Le 28 février, le professeur de droit Pierre-Yves Verkindt a remis à Michel Sapin, le ministre du Travail, le rapport que celui-ci lui avait commandé dans la foulée de la conférence sociale de l’été 2013. Intitulé « Les CHSCT au milieu du gué », le document contient « 33 propositions en faveur d’une instance de représentation du personnel dédiée à la protection de la santé au travail ». Une formulation qui coupe l’herbe sous le pied aux partisans d’une intégration de l’instance au sein du CE. Le rapport plaide pour une meilleure coordination des CHSCT au sein de l’entreprise mais aussi en dehors, notamment en cas de sous-traitance. Il prône un renforcement des acteurs, via des formations, des crédits d’heures ou le recours à l’élection directe. Il propose, enfin, de mieux structurer le fonctionnement de l’instance.

REPÈRES

54 % des salariés sont couverts par un CHSCT ou son équivalent.

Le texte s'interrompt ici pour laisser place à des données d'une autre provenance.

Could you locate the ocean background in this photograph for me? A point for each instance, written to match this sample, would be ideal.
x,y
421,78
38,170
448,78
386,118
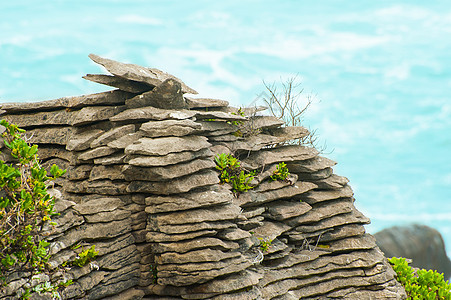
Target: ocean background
x,y
379,72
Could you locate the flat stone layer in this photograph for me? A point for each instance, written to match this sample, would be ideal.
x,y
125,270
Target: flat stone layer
x,y
166,145
133,72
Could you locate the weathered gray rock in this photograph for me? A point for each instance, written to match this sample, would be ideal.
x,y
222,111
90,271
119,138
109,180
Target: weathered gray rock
x,y
125,140
219,213
177,278
198,243
152,113
115,97
205,102
158,204
355,217
332,182
285,210
179,185
94,231
219,115
277,136
93,114
166,145
169,128
271,230
177,229
283,154
204,255
156,237
113,159
311,165
164,173
323,212
58,135
169,159
95,153
314,197
217,128
151,76
252,198
112,172
83,140
112,135
98,205
422,244
231,283
167,95
130,86
103,187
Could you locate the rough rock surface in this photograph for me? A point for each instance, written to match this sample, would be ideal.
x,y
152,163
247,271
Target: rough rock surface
x,y
142,186
422,244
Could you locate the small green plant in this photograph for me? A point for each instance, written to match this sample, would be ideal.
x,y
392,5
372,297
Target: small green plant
x,y
85,257
281,173
283,103
233,173
265,244
424,285
25,207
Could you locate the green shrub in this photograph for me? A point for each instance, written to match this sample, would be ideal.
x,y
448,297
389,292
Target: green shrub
x,y
231,172
265,244
25,207
424,285
281,173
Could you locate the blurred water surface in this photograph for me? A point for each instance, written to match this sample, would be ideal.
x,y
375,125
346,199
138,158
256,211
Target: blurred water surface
x,y
381,72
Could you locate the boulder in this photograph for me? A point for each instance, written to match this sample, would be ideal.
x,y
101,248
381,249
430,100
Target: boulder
x,y
422,244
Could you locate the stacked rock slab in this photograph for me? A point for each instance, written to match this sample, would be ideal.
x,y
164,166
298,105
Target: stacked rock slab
x,y
142,187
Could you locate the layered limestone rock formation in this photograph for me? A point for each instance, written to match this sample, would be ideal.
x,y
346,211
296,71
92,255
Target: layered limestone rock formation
x,y
142,187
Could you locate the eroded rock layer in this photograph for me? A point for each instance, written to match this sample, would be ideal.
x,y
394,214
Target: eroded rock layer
x,y
142,187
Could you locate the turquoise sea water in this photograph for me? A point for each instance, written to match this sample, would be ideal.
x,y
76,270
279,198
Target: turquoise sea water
x,y
380,70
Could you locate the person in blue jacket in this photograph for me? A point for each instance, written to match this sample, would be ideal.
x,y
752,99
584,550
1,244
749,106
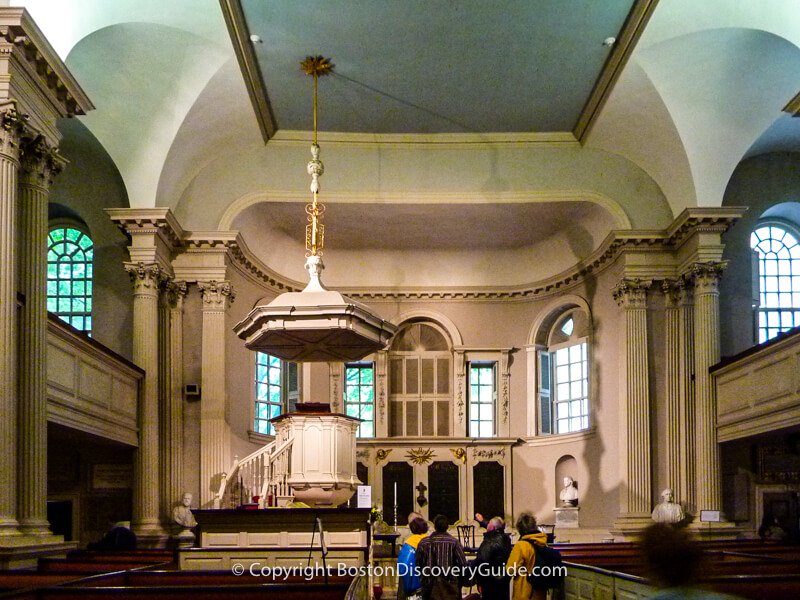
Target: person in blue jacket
x,y
410,582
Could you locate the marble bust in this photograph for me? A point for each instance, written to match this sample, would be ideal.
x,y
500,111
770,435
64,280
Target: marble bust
x,y
569,495
667,511
182,514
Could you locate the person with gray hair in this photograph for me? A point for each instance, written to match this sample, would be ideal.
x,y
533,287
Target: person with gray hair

Ils sont un quart au sein des établissements de 20 à 49 personnes contre 78 % dans les structures employant de 50 à 499 salariés, la constitution d’un CHSCT n’étant obligatoire qu’une fois franchi le seuil des 50 collaborateurs. Le taux de salariés couverts varie, aussi, en fonction des secteurs d’activité : 9 % dans l’agriculture, 27 % dans le bâtiment, 45 % dans le tertiaire, 67 % dans l’industrie et 91  % et 98 % dans la fonction publique d’État et les hôpitaux.